The dispatch committee consists of village President Steve Allen, village Councilman Matt Weber, Oxford Fire Capt. Pete Scholz, township resident Sue Bellairs and township trustees Charles Kniffen and Pat Fitchena.
According to Scholz, the committee requested proposals from four dispatch providers and received three – Oxford Village Police, Rochester Hills Fire Department and Oakland County Sheriff’s Department. Lake Orion Village Police chose not to submit a proposal.
Scholz couldn’t release the offers from Rochester Hills and Oakland County yet because all the committee members haven’t seen them yet. The dispatch committee meets 4 p.m. Wednesday, Nov. 26 to receive, review and discuss the proposals. Scholz is hopeful a recommendation can be made by the Dec. 16 OPFEC meeting.
As for why the village chose to lower its price, Allen said, “When the formal proposals came to us, we had the OPD meticulously audit all of the factors including budget, call volumes, etc. When all the information was assembled, we discovered that through increased dispatch efficiencies and increased village police call volumes that the pricing to the township could be lowered.”
“Furthermore, the village wanted to be responsive to the township’s concerns and find a way to address their issues. We as partners, felt that it was in the best interests of the entire community to take a second look,” the council president added.
The township board voted Oct. 22 to advise the village and OPFEC of its “consideration to terminate their present Dispatch Contract as of Nov. 30, 2003, however, with the intent of working with village council for a more amiable contract with cost being a significant factor.”
“We just wanted the village to sharpen their pencils and give us a better deal,” said Supervisor Bill Dunn of the township’s action. “We don’t want them to lose money, but we don’t want them to make a profit either. The township just wants to pay a fair price that covers the expenses (related to handling fire and EMS calls). We have a responsibility as elected officials to get the best deal for the taxpayers.”
As for how the village’s discount offer will affect the decision of which provider will handle dispatch services in the future, Dunn said that’s up to OPFEC and the township board.
“We’ll see what the committee says and how the other board members feel,” he said. “Personally, I’m keeping an open mind, but I like the fact the village lowered their price. That’s good sign.”
Should the township decide to contract with another dispatch provider, Allen said “council has set aside enough funding to keep the current operation intact for one year.”
“After that point we would have to readdress the funding levels of our current local dispatch,” he said. The village’s dispatch budget for 2003-04 is $242,176, of which the township’s current contract represents 27.7 percent.
“The village would prefer not to lose the township as a dispatch customer, but is prepared to continue on if it does occur,” Allen said.
The village president outlined five main reasons council believes village dispatch center is “the best way to go.” They are:
n “The citizens of Oxford have a safe place to go 24/7, 365 days per year. If you check with (Police) Chief (Mike) Neymanowski you will find that the vast number of ‘walk-ins’ are township residents.”
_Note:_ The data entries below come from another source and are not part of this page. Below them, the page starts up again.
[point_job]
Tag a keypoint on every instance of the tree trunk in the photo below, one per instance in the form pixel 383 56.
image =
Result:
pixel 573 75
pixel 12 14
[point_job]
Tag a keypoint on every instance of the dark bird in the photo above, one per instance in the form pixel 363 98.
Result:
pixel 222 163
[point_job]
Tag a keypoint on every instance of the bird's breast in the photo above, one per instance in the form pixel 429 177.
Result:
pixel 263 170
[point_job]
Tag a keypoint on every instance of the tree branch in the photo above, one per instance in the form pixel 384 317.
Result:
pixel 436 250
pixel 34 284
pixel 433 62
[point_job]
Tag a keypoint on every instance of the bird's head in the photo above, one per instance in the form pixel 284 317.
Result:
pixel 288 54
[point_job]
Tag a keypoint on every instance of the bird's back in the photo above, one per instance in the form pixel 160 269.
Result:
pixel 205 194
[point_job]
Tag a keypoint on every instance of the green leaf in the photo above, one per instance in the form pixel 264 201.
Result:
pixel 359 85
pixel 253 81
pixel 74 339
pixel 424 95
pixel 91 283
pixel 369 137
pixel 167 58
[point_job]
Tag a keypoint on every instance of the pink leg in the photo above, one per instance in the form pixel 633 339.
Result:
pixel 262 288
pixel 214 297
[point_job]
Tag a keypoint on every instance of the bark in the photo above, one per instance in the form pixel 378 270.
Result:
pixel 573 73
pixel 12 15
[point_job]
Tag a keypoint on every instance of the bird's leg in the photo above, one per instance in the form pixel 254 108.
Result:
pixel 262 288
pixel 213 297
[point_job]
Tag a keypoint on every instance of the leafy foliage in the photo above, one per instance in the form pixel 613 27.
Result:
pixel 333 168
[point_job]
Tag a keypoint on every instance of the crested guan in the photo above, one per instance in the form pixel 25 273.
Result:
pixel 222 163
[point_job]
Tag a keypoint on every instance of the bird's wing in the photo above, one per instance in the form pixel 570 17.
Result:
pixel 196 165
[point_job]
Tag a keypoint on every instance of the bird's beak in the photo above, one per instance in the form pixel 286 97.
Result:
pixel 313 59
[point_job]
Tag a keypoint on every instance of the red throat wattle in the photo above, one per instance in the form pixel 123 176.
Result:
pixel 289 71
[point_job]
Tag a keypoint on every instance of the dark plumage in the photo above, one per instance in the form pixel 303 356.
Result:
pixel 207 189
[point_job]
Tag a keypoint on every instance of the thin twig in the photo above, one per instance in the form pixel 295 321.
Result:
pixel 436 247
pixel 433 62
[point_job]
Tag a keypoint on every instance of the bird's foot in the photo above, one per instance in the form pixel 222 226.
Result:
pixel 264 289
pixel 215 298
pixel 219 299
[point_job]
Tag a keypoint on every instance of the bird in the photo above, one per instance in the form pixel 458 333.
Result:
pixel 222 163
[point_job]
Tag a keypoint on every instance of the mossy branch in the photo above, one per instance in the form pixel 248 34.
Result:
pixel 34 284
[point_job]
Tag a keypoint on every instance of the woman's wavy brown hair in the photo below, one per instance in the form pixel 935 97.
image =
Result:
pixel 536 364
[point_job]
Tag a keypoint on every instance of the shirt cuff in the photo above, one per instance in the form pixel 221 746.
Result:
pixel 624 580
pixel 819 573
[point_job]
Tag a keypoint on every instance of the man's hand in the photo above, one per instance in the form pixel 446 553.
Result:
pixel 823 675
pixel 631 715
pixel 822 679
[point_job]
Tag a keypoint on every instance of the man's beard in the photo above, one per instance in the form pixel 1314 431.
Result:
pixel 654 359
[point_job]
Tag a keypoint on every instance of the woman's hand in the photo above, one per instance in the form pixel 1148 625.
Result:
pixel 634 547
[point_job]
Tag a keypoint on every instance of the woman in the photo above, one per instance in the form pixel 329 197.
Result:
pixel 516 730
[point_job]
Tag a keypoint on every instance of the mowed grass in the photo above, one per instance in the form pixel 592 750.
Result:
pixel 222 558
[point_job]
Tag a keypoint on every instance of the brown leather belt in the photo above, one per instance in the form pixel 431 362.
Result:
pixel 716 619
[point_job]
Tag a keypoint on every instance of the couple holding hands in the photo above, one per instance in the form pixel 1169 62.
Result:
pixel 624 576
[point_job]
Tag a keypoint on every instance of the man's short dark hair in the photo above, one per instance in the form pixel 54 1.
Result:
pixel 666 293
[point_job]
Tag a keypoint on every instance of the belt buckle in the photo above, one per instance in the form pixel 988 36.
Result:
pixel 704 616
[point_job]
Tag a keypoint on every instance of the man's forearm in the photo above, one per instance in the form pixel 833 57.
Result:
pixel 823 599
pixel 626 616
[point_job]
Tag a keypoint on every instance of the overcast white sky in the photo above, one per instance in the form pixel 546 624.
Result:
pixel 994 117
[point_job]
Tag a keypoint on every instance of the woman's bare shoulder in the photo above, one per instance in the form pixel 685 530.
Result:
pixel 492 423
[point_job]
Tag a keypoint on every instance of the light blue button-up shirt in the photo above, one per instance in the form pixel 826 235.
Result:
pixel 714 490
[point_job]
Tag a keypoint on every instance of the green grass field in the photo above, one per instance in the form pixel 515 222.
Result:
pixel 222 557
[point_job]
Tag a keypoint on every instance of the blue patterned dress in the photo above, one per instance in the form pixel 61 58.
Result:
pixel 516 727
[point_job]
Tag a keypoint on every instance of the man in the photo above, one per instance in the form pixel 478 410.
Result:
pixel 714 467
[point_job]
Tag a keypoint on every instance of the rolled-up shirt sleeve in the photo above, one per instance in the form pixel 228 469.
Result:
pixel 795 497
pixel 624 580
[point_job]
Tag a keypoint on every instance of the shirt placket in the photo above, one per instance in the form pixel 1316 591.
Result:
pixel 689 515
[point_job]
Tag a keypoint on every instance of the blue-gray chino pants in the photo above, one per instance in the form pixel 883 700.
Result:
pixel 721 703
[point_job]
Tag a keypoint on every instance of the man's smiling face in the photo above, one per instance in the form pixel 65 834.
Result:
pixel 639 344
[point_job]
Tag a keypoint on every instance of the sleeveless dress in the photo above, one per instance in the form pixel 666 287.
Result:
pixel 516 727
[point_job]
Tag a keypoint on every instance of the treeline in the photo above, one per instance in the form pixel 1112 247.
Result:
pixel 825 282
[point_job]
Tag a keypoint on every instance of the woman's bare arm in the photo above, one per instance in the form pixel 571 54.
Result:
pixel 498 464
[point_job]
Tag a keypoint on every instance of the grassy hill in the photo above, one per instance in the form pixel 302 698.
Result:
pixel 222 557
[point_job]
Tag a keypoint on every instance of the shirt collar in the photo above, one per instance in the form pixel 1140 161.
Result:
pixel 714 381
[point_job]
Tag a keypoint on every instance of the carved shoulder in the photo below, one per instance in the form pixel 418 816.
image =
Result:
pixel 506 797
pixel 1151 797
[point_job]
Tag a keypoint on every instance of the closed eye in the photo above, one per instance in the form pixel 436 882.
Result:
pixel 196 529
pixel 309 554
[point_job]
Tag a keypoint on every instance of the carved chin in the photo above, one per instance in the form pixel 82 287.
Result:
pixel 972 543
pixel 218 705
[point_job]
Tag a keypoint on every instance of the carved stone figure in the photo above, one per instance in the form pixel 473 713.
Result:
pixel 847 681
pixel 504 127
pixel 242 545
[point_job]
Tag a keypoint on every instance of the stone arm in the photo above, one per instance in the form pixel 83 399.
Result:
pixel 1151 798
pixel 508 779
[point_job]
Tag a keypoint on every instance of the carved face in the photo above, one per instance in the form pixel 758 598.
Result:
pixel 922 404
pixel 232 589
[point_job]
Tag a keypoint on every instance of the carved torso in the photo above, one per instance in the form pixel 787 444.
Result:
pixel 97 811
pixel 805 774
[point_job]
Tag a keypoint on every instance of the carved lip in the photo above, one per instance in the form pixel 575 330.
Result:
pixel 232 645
n “Complete familiarity with the community, its residents, its peculiarities, and its nuances is a valuable asset to any community.”
n “Professionalism, turnaround time, and community pride are some of the mainstays of the OPD dispatch.”
n “OPD dispatch prices are all inclusive with no additional charges for phone lines, setup costs, or maintenance fees.”
n “OPD dispatch assumes all liability in providing this service – most others do not.”
Considering Allen’s position as both a village councilman, member of OPFEC and dispatch committee member, this reporter asked him if he will be able to analyze all the dispatch proposals in an objective manner and issue an unbiased recommendation.
“In this instance, I am an OPFEC Commissioner first and a village councilperson second,” he replied. “As a Commissioner, I have to help make a recommendation that benefits the entire community in every way. Costs are important, but not the whole story. Public safety should be our main concern rather than politics as usual.”